Plus tard, lorsque les prêtres furent revenus et les églises rouvertes, pieuse comme elle est, ne pouvant supporter l’idée de ne pas reposer un jour près de lui, elle le fit transporter en terre sainte. Tout cela eut lieu, baron, sans éclat, sans retentissement, pour l’apaisement de son cœur, dont elle couvre le navrement sous des sourires qui entr’ouvriraient le ciel à des malheureux moins malheureux qu’elle. Quand, au milieu de son désespoir et de cette pâleur qu’elle a gardée toujours depuis cette époque, car elle n’a jamais repris entièrement cet incarnat de cœur rose-mousse entr’ouverte qui la faisait la rose reine des roses de Valognes, où la moindre des filles des rues éblouit de fraîcheur, quand on lui apprit que Des Touches était sauvé, elle eut encore ce coup de soleil inexplicable qui la faisait devenir une statue de corail vivant.

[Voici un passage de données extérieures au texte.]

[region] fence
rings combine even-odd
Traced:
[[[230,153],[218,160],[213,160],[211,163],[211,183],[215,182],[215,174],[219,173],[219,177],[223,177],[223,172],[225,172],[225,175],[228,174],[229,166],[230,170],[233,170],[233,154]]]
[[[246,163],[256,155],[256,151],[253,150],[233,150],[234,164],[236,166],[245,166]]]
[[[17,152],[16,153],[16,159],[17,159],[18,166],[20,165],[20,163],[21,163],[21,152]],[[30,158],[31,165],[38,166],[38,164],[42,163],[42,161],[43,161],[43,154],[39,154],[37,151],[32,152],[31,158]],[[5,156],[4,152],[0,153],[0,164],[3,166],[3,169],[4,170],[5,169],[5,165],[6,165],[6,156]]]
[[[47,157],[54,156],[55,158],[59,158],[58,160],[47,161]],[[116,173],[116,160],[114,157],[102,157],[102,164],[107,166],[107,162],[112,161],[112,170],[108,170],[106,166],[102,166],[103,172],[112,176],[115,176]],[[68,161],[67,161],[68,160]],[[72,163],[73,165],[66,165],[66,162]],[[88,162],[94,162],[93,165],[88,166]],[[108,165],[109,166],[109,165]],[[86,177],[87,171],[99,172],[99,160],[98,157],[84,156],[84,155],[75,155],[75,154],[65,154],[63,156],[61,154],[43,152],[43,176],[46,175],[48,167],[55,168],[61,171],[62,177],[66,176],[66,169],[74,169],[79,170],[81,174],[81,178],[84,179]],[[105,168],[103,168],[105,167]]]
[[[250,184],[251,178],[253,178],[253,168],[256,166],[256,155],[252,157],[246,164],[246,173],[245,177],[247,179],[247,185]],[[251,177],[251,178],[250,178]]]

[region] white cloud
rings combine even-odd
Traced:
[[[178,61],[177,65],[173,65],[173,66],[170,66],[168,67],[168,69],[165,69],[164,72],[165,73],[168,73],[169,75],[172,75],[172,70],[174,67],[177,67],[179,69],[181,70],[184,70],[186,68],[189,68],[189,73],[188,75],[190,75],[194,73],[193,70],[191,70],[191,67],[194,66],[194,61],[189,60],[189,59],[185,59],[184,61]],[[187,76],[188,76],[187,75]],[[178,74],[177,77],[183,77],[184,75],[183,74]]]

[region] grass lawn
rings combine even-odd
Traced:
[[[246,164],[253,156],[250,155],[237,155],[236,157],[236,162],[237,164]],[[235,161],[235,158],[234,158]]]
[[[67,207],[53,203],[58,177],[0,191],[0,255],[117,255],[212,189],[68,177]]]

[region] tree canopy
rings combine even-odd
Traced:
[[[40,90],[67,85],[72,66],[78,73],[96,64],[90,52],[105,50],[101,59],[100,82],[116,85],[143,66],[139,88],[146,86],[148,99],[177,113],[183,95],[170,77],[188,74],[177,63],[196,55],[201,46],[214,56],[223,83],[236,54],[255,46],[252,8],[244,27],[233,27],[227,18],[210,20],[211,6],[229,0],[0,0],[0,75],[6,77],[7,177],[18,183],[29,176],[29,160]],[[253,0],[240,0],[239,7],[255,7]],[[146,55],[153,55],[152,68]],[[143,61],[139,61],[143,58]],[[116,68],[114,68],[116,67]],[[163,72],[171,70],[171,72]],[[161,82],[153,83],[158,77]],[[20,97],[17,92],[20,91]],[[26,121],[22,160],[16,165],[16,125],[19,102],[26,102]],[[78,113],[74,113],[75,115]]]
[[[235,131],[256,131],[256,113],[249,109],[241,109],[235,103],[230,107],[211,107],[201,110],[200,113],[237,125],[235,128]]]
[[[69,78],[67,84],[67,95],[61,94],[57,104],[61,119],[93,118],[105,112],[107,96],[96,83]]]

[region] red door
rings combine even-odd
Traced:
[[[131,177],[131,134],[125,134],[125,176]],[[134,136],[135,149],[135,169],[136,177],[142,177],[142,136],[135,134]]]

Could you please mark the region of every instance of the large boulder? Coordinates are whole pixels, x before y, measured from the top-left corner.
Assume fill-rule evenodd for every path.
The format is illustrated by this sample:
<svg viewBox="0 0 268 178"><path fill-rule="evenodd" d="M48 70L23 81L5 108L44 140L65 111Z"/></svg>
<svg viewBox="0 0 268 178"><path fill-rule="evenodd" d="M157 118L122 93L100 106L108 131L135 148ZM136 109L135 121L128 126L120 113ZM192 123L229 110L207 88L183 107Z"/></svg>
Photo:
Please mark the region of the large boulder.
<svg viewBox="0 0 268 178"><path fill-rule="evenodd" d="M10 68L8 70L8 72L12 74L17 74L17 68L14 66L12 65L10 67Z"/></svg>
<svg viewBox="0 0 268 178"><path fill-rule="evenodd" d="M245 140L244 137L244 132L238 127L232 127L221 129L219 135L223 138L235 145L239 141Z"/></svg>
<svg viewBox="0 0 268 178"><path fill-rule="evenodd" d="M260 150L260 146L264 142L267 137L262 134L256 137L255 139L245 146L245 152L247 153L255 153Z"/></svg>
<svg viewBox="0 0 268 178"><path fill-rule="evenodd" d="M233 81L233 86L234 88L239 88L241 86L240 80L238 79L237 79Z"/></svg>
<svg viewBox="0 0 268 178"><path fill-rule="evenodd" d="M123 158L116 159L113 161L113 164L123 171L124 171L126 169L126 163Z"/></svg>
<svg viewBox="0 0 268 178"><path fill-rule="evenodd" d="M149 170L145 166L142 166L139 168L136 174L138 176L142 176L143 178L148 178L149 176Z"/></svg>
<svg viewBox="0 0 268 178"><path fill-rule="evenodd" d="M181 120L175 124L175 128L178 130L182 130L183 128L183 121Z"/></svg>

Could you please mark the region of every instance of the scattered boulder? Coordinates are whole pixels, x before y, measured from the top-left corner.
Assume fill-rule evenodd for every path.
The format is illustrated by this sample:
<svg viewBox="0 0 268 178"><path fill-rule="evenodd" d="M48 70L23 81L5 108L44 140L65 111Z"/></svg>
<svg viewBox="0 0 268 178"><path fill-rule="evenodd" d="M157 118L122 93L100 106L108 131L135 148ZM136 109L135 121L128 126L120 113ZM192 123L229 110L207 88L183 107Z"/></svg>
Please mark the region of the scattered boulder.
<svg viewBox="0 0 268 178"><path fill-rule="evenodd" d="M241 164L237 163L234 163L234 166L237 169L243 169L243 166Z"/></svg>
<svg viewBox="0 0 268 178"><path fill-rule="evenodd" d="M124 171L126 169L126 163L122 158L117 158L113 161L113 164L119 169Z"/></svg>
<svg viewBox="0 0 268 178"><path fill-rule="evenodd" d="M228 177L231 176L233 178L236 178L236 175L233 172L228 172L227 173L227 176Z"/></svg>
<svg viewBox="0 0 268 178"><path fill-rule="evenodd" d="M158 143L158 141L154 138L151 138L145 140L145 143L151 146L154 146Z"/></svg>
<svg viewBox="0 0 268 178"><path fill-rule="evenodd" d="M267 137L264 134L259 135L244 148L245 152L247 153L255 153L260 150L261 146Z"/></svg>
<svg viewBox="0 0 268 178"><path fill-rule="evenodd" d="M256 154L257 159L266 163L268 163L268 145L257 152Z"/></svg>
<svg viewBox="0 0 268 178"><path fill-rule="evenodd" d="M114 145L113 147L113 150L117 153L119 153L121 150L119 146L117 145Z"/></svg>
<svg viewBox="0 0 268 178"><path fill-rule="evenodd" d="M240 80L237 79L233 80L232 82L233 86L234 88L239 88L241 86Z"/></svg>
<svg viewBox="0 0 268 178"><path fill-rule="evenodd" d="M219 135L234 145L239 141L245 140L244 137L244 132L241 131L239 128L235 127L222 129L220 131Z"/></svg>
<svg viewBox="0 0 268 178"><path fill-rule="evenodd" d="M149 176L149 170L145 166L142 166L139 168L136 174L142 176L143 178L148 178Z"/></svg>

Et inexplicable elle est restée, monsieur de Fierdrap, cette rougeur inouïe ! Les années sont venues, le temps a marché, la vie n’est plus pour elle qu’un grand silence dans une seule pensée ; la surdité, l’isolante surdité, a bâti son mur entre elle et les autres, et l’a renfermée dans sa tour, comme elle dit. Eh bien, que le nom de Des Touches dont on parle bien peu maintenant, soit dit par hasard devant elle, et que ce jour-là soit aussi un jour où elle entende, la rougeur reparaîtra brûlante sur ces tempes d’une pureté de fille morte vierge, et où les cheveux blancs, si elle n’était pas blonde, auraient commencé à glisser leurs pointes argentées. C’est incroyable, baron, mais cela est. Tenez, je ne voudrais jamais lui faire volontairement la moindre peine, à cette noble fille, mais si je n’étais pas retenue par cette crainte, et que, me levant de ma place, j’allasse jusqu’à elle qui travaille à son feston sous cette lampe depuis trois heures sans avoir entendu un seul mot de ce que nous avons dit, et que je lui criasse à l’oreille :

— Aimée, le chevalier Des Touches n’est pas mort ! L’abbé vient de le rencontrer sur la place ! »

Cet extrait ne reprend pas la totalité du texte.